Linda paints a grim picture:

The United States now has a far higher poverty rate for children than any other industrialized country (25 percent, nearly double what it was thirty years ago); a more tattered safety net—more who are homeless, without healthcare and without food security; a more segregated and inequitable system of public education (a 10:1 ratio in spending across the country); a larger and more costly system of incarceration than any country in the world, including China (5 percent of the world’s population and 25 percent of its inmates), one that is now directly cutting into the money we should be spending on education; a defense budget larger than that of the next twenty countries combined; and greater disparities in wealth than any other leading country (the wealthiest 1 percent of individuals control 25 percent of the resources in the country; in New York City, the wealthiest 1 percent control 46 percent of the wealth and are taxed at a lower level than in the last sixty years). Our leaders do not talk about these things. They simply say of poor children, “Let them eat tests.”

And goes on to state:

But public education has a secret weapon—a Trojan horse, if you will: the members of the profession like yourselves who have mastered a strong body of professional knowledge, who hold a strong ethic of care and who are determined to transmit this knowledge and this commitment to others throughout the education system.

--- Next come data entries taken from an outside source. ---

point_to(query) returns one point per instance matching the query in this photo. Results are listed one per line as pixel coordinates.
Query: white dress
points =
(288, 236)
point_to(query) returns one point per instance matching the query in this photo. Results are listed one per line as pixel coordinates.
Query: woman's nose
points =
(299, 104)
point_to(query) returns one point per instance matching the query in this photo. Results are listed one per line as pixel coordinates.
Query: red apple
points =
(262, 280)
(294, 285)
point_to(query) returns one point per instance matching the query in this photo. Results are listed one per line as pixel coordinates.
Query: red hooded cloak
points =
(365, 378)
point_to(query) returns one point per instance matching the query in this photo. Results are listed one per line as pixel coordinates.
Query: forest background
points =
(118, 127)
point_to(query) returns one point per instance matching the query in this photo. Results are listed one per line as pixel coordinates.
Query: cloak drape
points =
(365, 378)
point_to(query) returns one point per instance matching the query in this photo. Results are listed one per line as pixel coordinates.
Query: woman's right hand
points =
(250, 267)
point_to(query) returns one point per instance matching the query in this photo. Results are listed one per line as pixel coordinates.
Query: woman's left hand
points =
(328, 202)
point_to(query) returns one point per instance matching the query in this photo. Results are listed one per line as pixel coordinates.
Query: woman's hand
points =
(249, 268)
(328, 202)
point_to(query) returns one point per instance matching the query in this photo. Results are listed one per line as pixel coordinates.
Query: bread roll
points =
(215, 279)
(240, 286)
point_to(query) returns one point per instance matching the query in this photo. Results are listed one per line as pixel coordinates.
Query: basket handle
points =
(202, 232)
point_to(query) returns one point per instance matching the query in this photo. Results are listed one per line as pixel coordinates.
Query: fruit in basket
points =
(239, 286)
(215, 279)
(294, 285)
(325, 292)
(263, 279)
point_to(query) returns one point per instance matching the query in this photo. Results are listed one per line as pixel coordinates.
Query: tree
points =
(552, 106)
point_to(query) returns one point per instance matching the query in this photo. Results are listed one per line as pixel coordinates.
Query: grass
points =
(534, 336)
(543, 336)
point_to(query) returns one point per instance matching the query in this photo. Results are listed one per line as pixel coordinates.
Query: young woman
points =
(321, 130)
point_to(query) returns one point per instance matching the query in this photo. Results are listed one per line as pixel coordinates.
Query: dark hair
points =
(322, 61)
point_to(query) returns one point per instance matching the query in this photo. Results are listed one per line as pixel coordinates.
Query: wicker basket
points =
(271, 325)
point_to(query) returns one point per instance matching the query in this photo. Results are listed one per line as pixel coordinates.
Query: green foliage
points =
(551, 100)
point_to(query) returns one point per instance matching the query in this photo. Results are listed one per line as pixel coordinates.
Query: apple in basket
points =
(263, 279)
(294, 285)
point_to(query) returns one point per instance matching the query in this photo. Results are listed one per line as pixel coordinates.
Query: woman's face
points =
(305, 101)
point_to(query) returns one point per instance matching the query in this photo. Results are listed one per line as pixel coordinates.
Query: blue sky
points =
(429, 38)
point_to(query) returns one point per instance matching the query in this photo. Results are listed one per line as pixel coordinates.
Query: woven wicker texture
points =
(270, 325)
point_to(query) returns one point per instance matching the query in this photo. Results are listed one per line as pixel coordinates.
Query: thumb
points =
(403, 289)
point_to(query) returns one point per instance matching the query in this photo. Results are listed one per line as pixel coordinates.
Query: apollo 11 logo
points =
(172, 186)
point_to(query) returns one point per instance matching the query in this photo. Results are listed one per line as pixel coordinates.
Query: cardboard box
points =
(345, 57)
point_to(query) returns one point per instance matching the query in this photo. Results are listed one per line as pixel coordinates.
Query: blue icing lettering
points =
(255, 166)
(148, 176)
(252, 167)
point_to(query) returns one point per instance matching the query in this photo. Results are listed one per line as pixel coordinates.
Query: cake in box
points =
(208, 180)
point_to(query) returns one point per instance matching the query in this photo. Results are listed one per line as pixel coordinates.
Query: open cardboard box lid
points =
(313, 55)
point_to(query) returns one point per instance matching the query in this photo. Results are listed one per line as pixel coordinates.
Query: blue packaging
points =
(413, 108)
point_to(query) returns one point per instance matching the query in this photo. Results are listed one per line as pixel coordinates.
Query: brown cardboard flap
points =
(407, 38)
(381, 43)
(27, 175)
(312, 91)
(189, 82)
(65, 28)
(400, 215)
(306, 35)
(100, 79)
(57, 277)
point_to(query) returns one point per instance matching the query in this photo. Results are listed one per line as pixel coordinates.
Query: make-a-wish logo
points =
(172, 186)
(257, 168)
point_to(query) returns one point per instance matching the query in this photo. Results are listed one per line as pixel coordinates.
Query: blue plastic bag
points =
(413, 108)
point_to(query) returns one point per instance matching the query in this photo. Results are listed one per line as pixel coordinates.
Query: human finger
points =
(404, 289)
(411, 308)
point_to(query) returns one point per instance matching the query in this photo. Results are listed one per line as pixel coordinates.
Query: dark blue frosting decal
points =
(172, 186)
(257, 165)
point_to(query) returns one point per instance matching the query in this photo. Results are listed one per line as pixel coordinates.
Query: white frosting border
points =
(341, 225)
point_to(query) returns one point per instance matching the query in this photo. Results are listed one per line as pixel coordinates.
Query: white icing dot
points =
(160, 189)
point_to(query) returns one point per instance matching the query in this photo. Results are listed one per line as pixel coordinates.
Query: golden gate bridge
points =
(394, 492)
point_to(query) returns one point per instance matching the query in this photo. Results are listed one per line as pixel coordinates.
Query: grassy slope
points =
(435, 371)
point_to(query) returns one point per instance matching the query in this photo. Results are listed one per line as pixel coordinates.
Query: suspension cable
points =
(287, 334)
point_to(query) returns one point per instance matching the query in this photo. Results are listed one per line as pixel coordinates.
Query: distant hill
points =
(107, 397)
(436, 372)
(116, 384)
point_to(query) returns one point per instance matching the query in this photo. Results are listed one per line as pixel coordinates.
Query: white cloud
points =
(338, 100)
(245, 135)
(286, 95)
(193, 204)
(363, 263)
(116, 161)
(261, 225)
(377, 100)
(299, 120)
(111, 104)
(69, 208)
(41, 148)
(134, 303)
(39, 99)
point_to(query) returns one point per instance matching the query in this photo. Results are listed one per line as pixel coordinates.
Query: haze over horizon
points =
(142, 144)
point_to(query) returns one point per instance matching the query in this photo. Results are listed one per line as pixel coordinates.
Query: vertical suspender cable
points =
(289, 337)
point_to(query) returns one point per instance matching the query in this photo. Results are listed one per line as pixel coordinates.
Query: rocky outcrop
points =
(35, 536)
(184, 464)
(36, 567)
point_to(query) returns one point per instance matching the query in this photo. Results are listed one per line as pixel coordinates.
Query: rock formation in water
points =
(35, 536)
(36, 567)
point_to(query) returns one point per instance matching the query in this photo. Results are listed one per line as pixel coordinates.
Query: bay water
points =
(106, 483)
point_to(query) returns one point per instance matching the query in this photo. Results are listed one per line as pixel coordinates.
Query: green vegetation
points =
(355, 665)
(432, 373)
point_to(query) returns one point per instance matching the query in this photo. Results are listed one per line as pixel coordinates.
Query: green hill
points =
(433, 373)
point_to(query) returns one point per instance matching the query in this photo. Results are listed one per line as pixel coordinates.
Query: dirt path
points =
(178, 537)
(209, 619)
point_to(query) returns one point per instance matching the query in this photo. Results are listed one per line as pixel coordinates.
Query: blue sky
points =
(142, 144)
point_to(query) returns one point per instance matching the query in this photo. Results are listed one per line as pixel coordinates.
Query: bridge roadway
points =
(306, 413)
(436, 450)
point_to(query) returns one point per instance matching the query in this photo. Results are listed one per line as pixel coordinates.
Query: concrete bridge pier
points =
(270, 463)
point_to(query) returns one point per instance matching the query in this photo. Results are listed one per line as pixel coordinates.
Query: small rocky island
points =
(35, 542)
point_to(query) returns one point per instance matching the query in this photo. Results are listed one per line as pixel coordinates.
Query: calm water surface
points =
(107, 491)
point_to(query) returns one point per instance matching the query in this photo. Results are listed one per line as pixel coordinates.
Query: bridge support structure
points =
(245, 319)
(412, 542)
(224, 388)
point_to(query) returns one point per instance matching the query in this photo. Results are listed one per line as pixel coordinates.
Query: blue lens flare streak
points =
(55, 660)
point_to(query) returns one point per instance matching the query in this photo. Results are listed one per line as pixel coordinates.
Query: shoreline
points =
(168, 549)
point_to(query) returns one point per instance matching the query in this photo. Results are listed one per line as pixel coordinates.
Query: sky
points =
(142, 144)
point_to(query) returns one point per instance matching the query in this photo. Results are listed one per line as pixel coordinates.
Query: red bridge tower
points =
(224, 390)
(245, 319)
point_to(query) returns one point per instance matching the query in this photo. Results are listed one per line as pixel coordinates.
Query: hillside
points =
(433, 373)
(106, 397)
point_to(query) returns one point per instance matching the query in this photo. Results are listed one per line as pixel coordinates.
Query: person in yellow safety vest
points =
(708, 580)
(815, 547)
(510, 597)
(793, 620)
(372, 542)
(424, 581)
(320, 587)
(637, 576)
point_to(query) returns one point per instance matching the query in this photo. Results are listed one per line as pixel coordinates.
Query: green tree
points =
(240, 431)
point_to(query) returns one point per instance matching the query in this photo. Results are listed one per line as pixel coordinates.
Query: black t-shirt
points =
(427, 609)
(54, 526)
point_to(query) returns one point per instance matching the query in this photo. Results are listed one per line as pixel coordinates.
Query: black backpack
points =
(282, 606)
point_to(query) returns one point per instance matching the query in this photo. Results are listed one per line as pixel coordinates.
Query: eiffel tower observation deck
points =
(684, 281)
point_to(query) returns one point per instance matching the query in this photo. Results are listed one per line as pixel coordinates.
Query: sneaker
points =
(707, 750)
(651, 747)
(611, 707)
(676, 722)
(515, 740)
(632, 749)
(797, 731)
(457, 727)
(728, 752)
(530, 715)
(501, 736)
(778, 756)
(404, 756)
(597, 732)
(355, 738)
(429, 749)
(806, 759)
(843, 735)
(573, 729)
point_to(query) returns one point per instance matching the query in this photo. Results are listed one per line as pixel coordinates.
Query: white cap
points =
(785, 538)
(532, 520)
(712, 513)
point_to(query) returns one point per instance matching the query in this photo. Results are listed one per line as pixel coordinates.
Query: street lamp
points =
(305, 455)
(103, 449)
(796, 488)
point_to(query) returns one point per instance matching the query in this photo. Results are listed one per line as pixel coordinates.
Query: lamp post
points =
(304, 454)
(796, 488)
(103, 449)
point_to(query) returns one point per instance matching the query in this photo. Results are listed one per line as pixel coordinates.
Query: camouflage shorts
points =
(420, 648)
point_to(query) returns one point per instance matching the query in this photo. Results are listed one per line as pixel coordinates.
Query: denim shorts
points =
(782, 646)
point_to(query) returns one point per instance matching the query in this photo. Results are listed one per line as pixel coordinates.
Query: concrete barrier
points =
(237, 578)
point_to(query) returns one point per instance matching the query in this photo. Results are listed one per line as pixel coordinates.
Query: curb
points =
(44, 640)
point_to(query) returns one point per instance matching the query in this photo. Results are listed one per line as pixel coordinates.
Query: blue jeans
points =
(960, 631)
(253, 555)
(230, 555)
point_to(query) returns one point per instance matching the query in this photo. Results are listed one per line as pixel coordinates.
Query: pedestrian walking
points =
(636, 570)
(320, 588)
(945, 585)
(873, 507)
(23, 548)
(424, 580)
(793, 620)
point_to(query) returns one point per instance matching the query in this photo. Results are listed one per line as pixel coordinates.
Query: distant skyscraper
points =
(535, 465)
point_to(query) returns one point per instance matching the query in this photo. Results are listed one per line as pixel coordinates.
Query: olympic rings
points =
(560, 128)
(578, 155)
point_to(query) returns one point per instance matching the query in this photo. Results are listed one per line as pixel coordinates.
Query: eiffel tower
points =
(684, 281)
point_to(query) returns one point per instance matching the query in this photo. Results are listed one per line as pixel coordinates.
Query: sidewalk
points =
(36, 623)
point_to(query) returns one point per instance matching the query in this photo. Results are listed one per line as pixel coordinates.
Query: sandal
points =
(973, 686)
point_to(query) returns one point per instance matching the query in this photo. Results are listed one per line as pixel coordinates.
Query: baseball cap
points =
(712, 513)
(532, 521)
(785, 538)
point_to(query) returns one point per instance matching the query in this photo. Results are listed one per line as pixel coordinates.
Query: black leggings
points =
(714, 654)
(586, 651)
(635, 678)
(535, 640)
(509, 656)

I would love to be inspired like that!

Much of her rant against “scientific managers”, whose application of industrial models of business to education is leading to severe consequences, is valid and global is nature. And she understands that teacher education is one such weapon that can bring change within the system. She has worked enough at national policy level to perhaps believe that policy or the mitigation of the adverse effects of policy are equally important; as is equity.

However, I don’t think that the problem lies with the scientific management. That will happen as a consequence of scale and lack of educational leadership/vision to investigate alternatives to orderly systems.  I think one of the major problem is that education system itself is un-democratic. By that I don’t just  mean that education is imposed, but also that education imposition is accepted widely.

And that is because, though we may rail about the “badness” in the system, there isn’t sufficient motivation in the democracy to take action. Democratizing education means helping make education by, for and of the people. The people are an inseparable part of the system of democracy. And they are every bit as accountable as the governments they help elect.

That is why, choice needs to be in the hands of the recipient and the giver both; equitably. And governments should ensure that they have mechanisms to fund and facilitate that exchange.